Women political prisoners of the Damascus Central Prison, many held without charge, have begun an indefinite hunger strike to protest the conditions in which they are detained. “We are the detainees of conscience in prison of Adra in Damascus, who are in the waiting period to appear for trial ... officially announce today that we are on hunger strike ... and will continue until our demands [are] met,” read a statement from the detainees, released earlier this week. It was disseminated by one released prisoner who asked to remain anonymous.

The prisoners' demands include the right to a fair trial, communication with their families outside and the need for medical attention, as some women's health was deteriorating, the prisoners' statement said.

“There is also very tight security checking and control over the women detainees and their families' visits,” in addition to basic needs not being met, it added.

A statement from the Syrian National Coalition – the main opposition body – said that “currently, hundreds of Syrian female political prisoners in Adra Prison, as well as in other prisons, live in terrible and inhumane conditions.

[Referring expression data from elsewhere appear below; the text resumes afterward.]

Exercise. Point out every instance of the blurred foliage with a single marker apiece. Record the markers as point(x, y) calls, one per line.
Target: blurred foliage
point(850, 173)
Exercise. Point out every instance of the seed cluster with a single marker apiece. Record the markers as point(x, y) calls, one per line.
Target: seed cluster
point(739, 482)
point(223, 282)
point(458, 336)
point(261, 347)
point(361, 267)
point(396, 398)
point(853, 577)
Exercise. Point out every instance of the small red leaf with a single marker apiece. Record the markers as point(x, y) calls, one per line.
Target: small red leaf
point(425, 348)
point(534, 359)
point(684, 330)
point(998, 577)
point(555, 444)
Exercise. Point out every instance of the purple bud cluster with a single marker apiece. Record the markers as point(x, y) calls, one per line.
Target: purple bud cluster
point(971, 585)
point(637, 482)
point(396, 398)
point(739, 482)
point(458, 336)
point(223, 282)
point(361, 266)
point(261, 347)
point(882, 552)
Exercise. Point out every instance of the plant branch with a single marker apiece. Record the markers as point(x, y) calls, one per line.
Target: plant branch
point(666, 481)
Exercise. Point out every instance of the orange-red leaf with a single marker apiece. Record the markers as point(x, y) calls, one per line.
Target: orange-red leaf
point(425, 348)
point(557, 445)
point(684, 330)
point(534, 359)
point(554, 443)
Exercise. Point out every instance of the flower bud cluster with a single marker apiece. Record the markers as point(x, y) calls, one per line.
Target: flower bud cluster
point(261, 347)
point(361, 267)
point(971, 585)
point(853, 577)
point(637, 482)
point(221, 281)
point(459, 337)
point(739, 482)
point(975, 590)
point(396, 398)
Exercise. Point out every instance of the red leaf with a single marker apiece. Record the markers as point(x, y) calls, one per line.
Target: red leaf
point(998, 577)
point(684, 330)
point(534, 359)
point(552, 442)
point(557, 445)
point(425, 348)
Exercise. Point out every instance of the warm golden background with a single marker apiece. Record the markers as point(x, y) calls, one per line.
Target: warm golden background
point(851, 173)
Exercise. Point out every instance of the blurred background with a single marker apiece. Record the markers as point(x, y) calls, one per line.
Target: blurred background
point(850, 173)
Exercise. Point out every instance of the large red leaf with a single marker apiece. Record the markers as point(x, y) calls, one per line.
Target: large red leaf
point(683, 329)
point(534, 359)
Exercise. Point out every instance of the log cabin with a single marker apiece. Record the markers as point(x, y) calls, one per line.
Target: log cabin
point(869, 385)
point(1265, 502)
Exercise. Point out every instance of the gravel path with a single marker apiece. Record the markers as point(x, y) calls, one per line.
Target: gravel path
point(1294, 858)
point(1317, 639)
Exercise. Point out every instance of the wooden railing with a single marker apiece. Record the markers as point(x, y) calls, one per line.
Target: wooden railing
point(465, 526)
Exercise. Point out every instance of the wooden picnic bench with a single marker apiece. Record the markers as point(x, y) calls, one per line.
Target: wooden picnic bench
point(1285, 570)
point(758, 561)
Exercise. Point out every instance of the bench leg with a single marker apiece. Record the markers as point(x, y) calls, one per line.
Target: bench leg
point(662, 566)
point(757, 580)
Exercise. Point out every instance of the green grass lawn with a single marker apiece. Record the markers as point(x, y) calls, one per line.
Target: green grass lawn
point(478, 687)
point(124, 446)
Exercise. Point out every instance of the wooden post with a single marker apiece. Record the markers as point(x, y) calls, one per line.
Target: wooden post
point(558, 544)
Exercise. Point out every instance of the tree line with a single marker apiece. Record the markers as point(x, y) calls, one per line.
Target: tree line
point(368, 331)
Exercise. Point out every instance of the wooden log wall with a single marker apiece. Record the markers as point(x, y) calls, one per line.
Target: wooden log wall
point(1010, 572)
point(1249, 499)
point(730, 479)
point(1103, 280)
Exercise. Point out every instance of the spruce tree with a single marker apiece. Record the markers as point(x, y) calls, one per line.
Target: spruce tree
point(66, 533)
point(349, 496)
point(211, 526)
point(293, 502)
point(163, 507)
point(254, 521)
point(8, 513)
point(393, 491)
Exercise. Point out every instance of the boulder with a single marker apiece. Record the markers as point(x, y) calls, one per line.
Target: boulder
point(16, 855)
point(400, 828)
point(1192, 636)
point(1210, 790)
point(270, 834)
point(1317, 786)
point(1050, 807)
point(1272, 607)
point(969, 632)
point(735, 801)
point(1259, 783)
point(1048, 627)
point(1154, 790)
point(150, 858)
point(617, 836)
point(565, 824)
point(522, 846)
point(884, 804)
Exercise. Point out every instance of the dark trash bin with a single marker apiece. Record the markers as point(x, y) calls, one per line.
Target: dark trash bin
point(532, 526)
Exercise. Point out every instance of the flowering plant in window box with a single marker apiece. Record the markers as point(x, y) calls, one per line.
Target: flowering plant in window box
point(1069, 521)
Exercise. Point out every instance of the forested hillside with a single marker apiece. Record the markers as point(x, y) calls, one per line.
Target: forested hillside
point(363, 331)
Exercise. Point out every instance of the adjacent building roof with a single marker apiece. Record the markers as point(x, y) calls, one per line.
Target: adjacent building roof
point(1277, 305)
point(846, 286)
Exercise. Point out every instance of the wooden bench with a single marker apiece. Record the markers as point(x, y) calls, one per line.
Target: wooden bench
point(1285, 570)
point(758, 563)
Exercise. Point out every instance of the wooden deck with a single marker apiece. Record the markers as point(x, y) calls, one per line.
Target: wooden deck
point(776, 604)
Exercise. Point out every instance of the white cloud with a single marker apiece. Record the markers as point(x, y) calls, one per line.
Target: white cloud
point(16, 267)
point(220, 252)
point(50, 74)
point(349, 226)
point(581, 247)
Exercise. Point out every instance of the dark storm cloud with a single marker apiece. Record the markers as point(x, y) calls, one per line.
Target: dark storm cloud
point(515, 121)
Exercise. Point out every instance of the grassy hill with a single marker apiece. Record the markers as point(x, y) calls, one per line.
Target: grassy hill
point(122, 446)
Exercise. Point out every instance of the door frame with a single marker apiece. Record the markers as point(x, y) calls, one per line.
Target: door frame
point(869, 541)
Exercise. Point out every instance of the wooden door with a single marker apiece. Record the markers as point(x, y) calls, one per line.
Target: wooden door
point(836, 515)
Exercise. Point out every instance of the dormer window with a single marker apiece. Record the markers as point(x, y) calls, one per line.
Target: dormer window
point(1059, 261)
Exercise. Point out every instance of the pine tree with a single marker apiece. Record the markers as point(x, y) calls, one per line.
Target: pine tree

Many of them are elderly, sick or pregnant and are in dire need of proper health care, which is often denied.”

“Other political prisoners are mothers, students or civil servants who have been denied basic legal rights enshrined in the Universal Declaration of Human Rights,” it added.

It also said that news leaks from inside the Adra prison have stated that “the Assad regime plans to respond cruelly and viciously to these political prisoners' attempt to protest the inhumane conditions of their detention.”

According to a statement released Thursday by the Local Coordination Committees – an activist network – members of Air Force Intelligence in Adra are indeed beating and humiliating the women on hunger strike, and striving to prevent news of the strike, or even the detention of women, from being leaked.

It added, “Our heroines are still steadfast and they emphasize that for them, it is a matter of life or death.”

A prison administration source told the LCC that the regime was trying to deny that it was keeping women in detention as its key ally, Russia, has asked the government to refrain from issues of international embarrassment.

The LCC statement reports that the source said, “Concentrate on the issue because it's so embarrassing for the regime, especially in front of the Russians, who asked it not to commit similar mistakes that embarrass them internationally. For this reason, the regime is exerting all efforts to conceal and withhold any piece of information about the presence of women among the opinion prisoners inside its jails let alone cause them any harm.”

The source added, “If the strike was not a concern for the regime it would have left the women to starve to death and it wouldn't have practiced all these forms of violence to end it.”

Rumors also abound that some of the women prisoners are being kept in Adra longer than their sentences stipulate, as the regime is planning to use them as bargaining chips in a prisoner exchange with the rebels, who are holding nine Lebanese Shiite pilgrims kidnapped last year while returning home from Iran via Syria.

Last month a list of 81 female detainees, held in Damascus, was handed to the captors via Turkish and Qatari interlocutors from Lebanese caretaker Interior Minister Marwan Charbel.

A brother of one of the female detainees told The Daily Star that his sister has been informed she was on this list, and was awaiting a prisoner exchange in Turkey.

A recent report from Human Rights Watch detailed the arbitrary detention of female opposition activists, as well as the female relatives of pro-opposition activists and fighters.

In a number of cases, the report says, women detainees were subject to torture and sexual abuse.

The group believes around 150 women are being held at Adra.

HRW interviewed 10 Syrian women who were detained, eight who identified themselves as activists, “all [eight] of whom said that security forces and shabbiha had abused or tortured them in detention.”

“The abuse included electric shock, keeping them in stress positions, and using rods, wires and nightsticks to beat and torture them,” the report says.

The activism in which they had participated included attending peaceful rallies, making posters, and providing humanitarian aid and medical care to those affected by the conflict.

Two of the women were raped, one at the Military Intelligence Branch in Tartous, and the other at the Air Force Intelligence Branch in Mezze, Damascus. The other two women interviewed were detained solely for their relation to opposition activists, the report states.

Aside from violation of international legal standards – detainees were not informed of the charges against them and kept in pretrial detention for extended periods of time – the women were also subjected to torture.

Speaking to HRW, Fatmeh, a 35-year-old activist who helped transport Syrian army defectors from Homs to Deraa, said that she was tortured every day during a 15-day stretch at Military Intelligence Branch 215 in Damascus, in March 2012.

“One day it would be by electricity, the next by shabeh [being hung from the ceiling by one's wrists with feet dangling or barely touch the ground]. The torture marks are still present. I would lose consciousness with the electricity ... [T]hey were hitting me on my lower legs below my thighs and on my back. They tortured me until my body started bruising ... Two men took me and carried me to the toilet because I couldn't walk.”

Fatmeh – not her real name – was eventually released after 14 months.